Что касается последней – а ее не избежать никому из нас, – то она вызвала дома оживленную дискуссию среди женского триумвирата. Мать поначалу считала, что хотя бы из приличия она должна проводить покойника. Цеца же настойчиво доказывала, что именно из приличия матери не следует этого делать:
– Да ты в своем ли уме, Веска? Как ты будешь стоять там, на кладбище, рядом с его потаскушкой?
– Он твою жизнь отравил, а ты пойдешь его оплакивать! – вмешалась и тетушка. – Достаточно и того, что Антон поедет.
– Да с какой же стати Антон-то поедет? – снова ринулась в бой соседка. – Что ему там делать-то возле той потаскушки?
Соседка была особенно зла на покойника. Я подозреваю, что когда-то она увивалась вокруг моего отца, но он ее отшил. Тут я его вполне оправдываю: если на то пошло, то точно такая же Цеца была у него дома.
Итак, участие матери в траурной церемонии было категорически отклонено, а что касается меня, вопрос повис в воздухе. Правда, повис он для триумвирата, тогда как для меня вопроса вообще не существовало.

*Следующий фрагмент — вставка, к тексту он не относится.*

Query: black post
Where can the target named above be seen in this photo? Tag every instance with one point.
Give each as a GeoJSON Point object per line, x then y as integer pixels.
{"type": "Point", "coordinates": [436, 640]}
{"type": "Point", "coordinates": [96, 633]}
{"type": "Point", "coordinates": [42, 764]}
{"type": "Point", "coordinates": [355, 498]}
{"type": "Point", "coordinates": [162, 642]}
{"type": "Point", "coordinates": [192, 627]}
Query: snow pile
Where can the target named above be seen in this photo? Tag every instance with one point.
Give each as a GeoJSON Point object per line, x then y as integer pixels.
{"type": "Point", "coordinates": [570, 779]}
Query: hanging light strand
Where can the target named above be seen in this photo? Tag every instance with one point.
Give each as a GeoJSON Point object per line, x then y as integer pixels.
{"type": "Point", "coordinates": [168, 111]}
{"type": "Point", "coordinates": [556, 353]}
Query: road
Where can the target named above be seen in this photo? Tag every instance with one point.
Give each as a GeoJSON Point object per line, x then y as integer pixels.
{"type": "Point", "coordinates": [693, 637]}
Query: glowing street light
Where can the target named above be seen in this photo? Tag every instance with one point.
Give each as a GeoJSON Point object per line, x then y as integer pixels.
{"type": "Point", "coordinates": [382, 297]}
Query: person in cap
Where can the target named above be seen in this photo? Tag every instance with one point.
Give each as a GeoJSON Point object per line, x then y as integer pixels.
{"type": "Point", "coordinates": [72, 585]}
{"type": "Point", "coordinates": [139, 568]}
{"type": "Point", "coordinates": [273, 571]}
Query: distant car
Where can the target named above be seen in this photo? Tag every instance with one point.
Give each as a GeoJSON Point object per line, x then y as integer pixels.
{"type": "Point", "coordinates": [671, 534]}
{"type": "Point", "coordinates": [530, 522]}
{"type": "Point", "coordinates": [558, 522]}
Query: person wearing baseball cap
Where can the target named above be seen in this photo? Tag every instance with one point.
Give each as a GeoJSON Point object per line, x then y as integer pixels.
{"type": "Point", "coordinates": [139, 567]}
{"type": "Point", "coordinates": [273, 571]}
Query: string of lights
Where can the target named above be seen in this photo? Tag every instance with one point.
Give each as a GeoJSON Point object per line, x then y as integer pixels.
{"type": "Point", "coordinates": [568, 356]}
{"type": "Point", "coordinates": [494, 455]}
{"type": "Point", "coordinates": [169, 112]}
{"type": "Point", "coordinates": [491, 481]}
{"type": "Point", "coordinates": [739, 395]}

Я проводил отца. Стоя у гроба, я машинально пожимал руки людям, которые выражали мне соболезнование, смутно мне знакомым, либо незнакомым совсем. Я старался не глядеть ни на покойного отца, лежащего в гробу, ни на его живую супругу, испытывая при этом замешательство: у меня было четкое ощущение, что мне просто некуда глядеть. Так что порой, сам того не желая, я все-таки переводил глаза на супругу отца.